BBVA warns of US tariff uncertainty on Mexican business

Published 04/29/2025, 06:19 AM
Updated 04/29/2025, 06:21 AM
© Reuters. FILE PHOTO: The logo of BBVA is seen on the facade of a BBVA bank branch office in Malaga, Spain, April 24, 2024. REUTERS/Jon Nazca/File Photo

By Jesús Aguado

MADRID (Reuters) - Spain’s BBVA (BME:BBVA) on Tuesday warned of the potential impact of U.S. tariffs on its Mexican unit and said the fallout could curb growth in loan income, although a solid performance in Spain helped the bank beat first-quarter profit expectations.

BBVA and peer Santander (BME:SAN) have depended on Latin American markets to offset pressure from lower interest rates in the euro zone, but BBVA now wants to reduce its reliance on emerging markets such as Mexico and Turkey and last year made a hostile bid for smaller Spanish rival Sabadell.

In the first quarter, BBVA’s net profit rose 23% and beat forecasts thanks to its home market.

The bank’s net profit in Spain grew 43.8% while net profit in Mexico, where it makes around half its profit, fell 7.6% partly due to the depreciation of the Mexican peso at a moment when the country braces for a shift in U.S. tariffs policies.

BBVA’s CEO Onur Genç said the bank was not revising upwards its high single-digit outlook guidance for loan and lending income growth for 2025 in Mexico due to current uncertainty despite solid business dynamics in this country.

"In a normal environment, we would have upgraded our guidance, but we need to be cautious and we need to see how things turn out in the coming weeks and months before we can certainly say that it will be a higher figure," Genç told analysts.

At 0916 GMT, shares in BBVA had fallen 1.5% down compared to a decline of 0.4% at Spain’s blue-chip index Ibex-35.

BBVA, which shocked Spain last May when it turned hostile in its pursuit of Sabadell with a more than 12 billion euros ($12.84 billion) bid at the time, wants to create a bank with over 1 trillion euros in total assets.

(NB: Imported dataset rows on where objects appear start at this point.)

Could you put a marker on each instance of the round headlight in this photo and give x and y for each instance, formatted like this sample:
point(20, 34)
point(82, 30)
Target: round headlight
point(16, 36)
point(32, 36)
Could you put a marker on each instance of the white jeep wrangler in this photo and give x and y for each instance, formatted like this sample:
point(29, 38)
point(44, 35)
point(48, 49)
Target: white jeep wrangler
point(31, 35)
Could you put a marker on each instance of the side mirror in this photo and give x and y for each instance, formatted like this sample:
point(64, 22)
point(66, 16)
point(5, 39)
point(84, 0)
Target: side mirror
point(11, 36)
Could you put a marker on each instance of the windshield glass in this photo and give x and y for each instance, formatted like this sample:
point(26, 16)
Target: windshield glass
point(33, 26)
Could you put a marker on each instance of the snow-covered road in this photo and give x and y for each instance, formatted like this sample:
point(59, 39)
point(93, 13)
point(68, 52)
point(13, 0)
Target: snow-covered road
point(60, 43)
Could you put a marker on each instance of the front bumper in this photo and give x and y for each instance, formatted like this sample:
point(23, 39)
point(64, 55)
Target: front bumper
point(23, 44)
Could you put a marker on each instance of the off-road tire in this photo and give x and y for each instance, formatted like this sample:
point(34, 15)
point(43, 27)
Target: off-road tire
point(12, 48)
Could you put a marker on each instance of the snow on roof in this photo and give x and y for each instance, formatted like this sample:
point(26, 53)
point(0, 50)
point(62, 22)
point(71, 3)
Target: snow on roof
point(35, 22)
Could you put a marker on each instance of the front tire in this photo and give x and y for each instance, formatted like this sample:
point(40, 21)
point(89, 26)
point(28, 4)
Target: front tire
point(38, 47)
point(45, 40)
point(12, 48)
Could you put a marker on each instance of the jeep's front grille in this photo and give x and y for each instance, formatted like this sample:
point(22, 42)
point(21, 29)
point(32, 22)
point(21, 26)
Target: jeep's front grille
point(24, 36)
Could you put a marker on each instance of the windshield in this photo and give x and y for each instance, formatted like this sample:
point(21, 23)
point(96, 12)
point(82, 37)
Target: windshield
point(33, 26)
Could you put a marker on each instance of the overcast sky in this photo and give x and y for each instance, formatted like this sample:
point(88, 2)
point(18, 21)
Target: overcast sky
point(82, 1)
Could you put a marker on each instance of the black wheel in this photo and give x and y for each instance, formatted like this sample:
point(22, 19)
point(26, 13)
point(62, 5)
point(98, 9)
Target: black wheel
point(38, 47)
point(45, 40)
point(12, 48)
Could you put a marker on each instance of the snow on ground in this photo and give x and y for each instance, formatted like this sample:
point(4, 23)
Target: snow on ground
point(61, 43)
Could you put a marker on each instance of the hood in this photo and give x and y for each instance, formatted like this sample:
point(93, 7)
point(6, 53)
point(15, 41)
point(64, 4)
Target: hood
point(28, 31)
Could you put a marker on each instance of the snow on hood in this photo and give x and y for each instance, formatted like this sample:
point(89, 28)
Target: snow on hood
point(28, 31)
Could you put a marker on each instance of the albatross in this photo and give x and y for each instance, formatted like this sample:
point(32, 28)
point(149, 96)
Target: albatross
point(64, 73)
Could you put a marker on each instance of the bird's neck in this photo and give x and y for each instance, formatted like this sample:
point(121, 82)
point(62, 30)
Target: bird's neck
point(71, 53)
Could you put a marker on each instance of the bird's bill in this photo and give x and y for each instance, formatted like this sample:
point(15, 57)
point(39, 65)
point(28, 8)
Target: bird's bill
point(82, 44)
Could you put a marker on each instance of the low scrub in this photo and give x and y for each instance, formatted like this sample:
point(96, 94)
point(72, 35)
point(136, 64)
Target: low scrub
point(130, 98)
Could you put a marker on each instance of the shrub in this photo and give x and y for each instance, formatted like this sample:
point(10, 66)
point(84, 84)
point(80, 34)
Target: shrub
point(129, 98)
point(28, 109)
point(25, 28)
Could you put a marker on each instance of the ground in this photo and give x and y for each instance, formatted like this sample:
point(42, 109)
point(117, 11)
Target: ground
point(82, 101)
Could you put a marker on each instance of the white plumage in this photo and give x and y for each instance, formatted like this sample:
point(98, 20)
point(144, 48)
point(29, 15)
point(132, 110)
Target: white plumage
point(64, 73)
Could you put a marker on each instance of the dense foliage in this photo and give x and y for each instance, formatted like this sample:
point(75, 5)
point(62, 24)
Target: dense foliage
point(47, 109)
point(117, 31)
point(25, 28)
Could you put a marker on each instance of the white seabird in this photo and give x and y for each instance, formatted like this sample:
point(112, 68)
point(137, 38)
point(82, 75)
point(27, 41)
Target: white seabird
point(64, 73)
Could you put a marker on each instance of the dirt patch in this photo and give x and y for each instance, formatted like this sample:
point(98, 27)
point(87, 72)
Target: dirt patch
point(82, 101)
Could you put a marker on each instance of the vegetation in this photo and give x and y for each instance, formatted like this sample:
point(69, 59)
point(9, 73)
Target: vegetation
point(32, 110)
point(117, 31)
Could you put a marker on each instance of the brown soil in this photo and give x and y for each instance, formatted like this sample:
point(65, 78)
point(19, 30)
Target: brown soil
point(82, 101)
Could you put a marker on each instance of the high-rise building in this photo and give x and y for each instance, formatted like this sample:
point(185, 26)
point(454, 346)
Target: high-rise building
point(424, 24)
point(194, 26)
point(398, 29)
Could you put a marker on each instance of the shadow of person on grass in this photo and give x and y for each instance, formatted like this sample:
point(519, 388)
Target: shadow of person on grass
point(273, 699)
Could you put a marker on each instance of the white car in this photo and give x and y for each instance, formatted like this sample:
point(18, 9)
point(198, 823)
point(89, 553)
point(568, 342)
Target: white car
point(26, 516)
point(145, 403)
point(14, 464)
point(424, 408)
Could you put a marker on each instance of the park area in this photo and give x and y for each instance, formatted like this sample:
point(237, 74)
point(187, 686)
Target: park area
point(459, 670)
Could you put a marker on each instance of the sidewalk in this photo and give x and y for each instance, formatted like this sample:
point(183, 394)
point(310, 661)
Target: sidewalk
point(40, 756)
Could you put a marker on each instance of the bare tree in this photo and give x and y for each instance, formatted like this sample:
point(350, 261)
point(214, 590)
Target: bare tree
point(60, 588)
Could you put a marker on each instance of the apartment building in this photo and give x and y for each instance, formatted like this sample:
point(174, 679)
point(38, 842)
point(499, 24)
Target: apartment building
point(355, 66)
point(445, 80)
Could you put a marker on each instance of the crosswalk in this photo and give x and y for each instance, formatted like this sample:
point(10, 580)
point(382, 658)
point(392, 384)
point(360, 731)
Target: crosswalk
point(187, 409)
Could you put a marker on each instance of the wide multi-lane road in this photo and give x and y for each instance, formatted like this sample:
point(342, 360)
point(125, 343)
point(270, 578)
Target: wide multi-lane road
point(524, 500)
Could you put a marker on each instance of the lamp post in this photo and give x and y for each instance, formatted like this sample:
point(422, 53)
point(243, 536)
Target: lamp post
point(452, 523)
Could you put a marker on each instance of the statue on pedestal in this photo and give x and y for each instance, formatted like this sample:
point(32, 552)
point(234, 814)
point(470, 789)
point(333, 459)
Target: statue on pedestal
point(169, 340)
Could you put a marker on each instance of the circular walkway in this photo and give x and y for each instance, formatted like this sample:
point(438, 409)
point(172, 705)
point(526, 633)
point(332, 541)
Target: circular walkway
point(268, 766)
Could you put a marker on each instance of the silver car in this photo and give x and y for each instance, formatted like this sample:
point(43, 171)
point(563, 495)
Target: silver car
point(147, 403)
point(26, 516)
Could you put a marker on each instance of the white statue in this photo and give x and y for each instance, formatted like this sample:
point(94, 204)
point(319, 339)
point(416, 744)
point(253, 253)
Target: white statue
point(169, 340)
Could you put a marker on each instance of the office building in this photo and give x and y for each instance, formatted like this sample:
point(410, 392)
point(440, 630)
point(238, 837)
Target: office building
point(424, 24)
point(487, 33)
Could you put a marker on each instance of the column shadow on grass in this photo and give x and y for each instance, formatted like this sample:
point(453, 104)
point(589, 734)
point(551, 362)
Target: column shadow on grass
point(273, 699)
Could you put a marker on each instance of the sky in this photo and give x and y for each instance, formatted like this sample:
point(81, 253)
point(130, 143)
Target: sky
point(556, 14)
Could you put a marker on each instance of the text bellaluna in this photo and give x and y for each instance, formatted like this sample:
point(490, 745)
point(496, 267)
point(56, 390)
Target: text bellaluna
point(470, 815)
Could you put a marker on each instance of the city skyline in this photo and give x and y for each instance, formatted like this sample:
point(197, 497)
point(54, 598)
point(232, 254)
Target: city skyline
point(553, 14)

Spain’s competition watchdog CNMC is set to approve BBVA’s proposed acquisition Sabadell as early as this week and Genc said this process was expected to be resolved in the coming days.

BBVA booked a net profit of 2.7 billion euros ($3.08 billion) in the January to March period, above the 2.42 billion euros expected by analysts polled by Reuters, thanks to lower impact from the renewed banking tax in Spain.

Higher earnings and revenues helped BBVA lift its return-on-tangible equity ratio (ROTE), a measure of profitability, to 20.2% in the quarter from 19.7% at end-December and the bank maintained its forecast to achieve profitability levels similar to those of 2024.

Overall net interest income, the difference between earnings on loans minus deposit costs, fell 1.7% year-on-year.

In Turkey, net profit rose 9.7% to 158 million euros but would fall short of expectations of meeting the bank’s target of a net profit of 1 billion euros by the end of 2025.

In terms of solvency, BBVA managed to lift its core tier-1 capital ratio to 13.09% at end-March from 12.88% at end-December.